10 July 2011 10:10
"I don't think it's a matter of being camp, I think it's a matter of being proud of who you are and not being afraid to show it" says Simon, a gay man who attended yesterday's Pride March.
"It's not as though we'd like to be positively discriminated against- we just want to be considered equal to any other straight couple" says his partner Thomas.
These were some of the comments of a number of individuals who attended yesterday's Gay Pride March. Speaking to a number of people who attended yesterday's march, one could pick up that there was a consensus amongst all those who attended which recognizes that, as a society, we have come a long way since the decriminalization of homosexuality by the Labour Government of 1973.
On that day, the 29th of January 1973, 28 Labour deputies voted in favour of removing the criminalization of homosexuality from the Criminal Code. 26 deputies from the other side of the bench voted against.
Today, 38 years later, many people from the Gay community believe that there is a long road ahead, especially in legal terms.
"We seem to live in a culture which accepts us as same sex couples. In general it is frowned upon within our society to be anti-gay or homophobic. Recent events, which were made public thanks to the media, have shown us that the vast majority of the public is on our side," said Rachel, a 23 year old lesbian, referring to the recent media frenzy over Evangelical Pastor Gordon John Manche and his "Gay no more, healed by the power of Christ" meetings- where he allegedly heals homosexuality through spirituality.
"Although some people might not be 'ok' with our sexuality- there is a national consensus that this is now something that everyone has to accept. We're here to stay, and nothing can change the way we are," Rachel went on to state explaining how she believes that homosexuality is no longer taboo .
"But this still isn't enough. Although society accepts my existence- it still finds difficulty in granting me the same rights as everyone else. I'm not asking for anything special- I don't want to be given special treatment and I do not need to be positively discriminated against. My sexuality is not a physical impediment, I don't need extra rights to get by- I just want to have the same rights as everyone else."
Asked if by this she meant the state allowing homosexuals to adopt children, Rachel is surprisingly skeptical about the subject.

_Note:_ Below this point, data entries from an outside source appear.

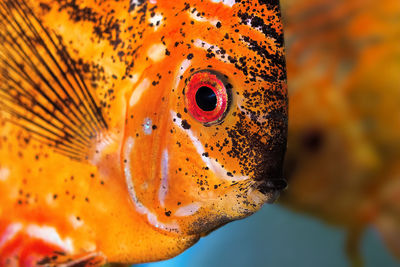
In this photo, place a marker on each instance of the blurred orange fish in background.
(343, 159)
(128, 130)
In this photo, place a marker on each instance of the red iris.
(207, 98)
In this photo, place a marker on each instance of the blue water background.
(278, 237)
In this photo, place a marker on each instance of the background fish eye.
(208, 97)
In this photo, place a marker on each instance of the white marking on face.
(139, 90)
(138, 2)
(151, 217)
(215, 49)
(229, 3)
(147, 126)
(103, 141)
(4, 173)
(156, 52)
(11, 231)
(182, 68)
(134, 78)
(187, 210)
(156, 20)
(49, 235)
(211, 163)
(76, 222)
(195, 15)
(162, 192)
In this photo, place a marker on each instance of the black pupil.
(206, 98)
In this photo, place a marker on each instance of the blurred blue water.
(276, 236)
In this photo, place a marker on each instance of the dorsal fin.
(41, 87)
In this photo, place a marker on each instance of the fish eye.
(207, 97)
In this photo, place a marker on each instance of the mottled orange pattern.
(344, 137)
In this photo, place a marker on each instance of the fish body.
(129, 129)
(343, 144)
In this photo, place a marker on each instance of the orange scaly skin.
(101, 160)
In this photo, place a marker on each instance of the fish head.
(206, 123)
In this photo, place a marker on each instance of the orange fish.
(131, 129)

"I don't necessarily mean allowing homosexuals to adopt children- the truth is, as a lesbian I would love this, and this is what I deserve as an individual- the right to start my own family. However, the problem isn't me- it's society. Our society will never accept the fact that two women or two men bringing up a child is the same as a single parent bringing up a child. There's only one gender present- but hey, at least there are two of us right? But society would never accept this- they would bully my child for having 'two mommies'. We live in a culture where parents wouldn't be ready to teach their children that 'it's ok to be gay' and it's ok to have parents of the same sex."

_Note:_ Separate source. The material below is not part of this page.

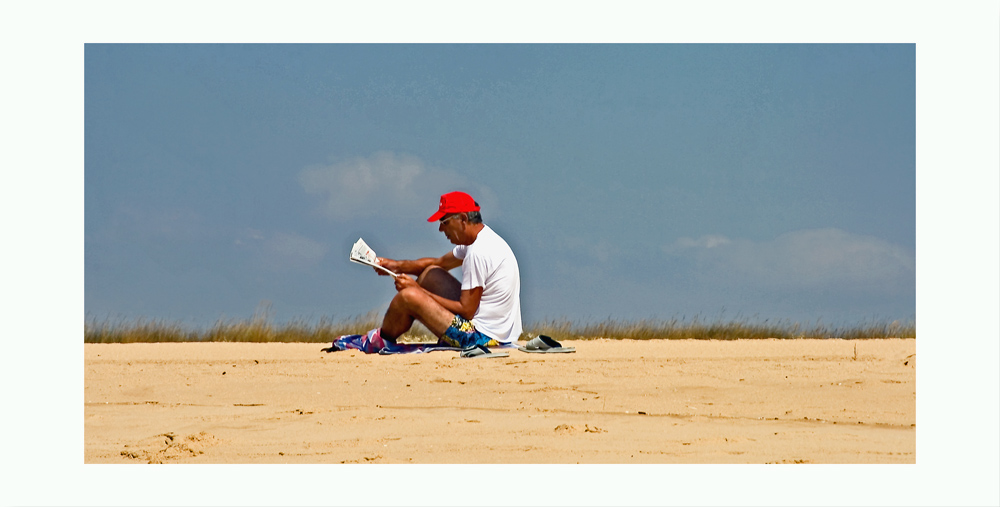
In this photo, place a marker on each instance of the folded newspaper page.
(363, 254)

Rachel goes on to explain that as a Maltese citizen, she does not believe that Malta will be introducing Gay marriage any time soon.
"Recently there's been a lot of talk about civil partnerships," she said referring to Labour Leader Joseph Muscat's statements about the introduction of Civil partnerships for same sex couples, "and I'm so grateful that someone important is even considering the idea. You see- we are still a minority, and although we have a very strong base and a movement which continuously defends us and our rights, it's nice to know that someone who has political clout has noticed us. We been ignored for so long- and something like that gives us hope," she concluded.

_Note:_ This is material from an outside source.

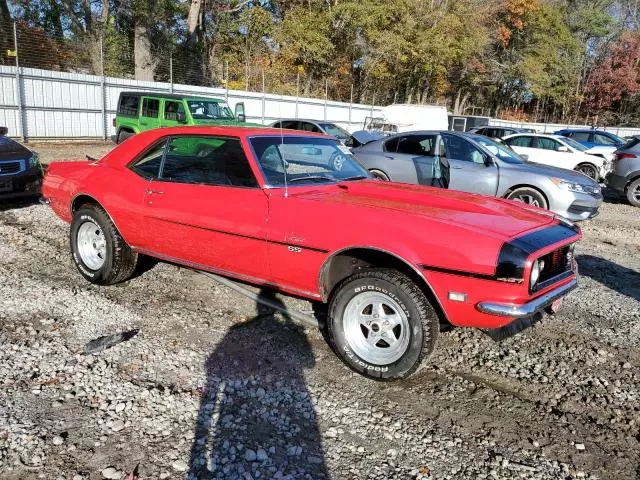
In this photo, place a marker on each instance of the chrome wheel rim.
(376, 328)
(587, 170)
(91, 244)
(528, 199)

Some 400 people attended yesterday's Pride March in Valletta. Present for the March were a number of Labour Party officials, amongst them Labour MP Evarist Bartolo- who gave a short speech for the occasion.
Dr. Joseph Muscat, Leader of the Labour Party attended the protest and spent his time listening to what different individuals had to say about a number of issues with regards to the rights of homosexual persons.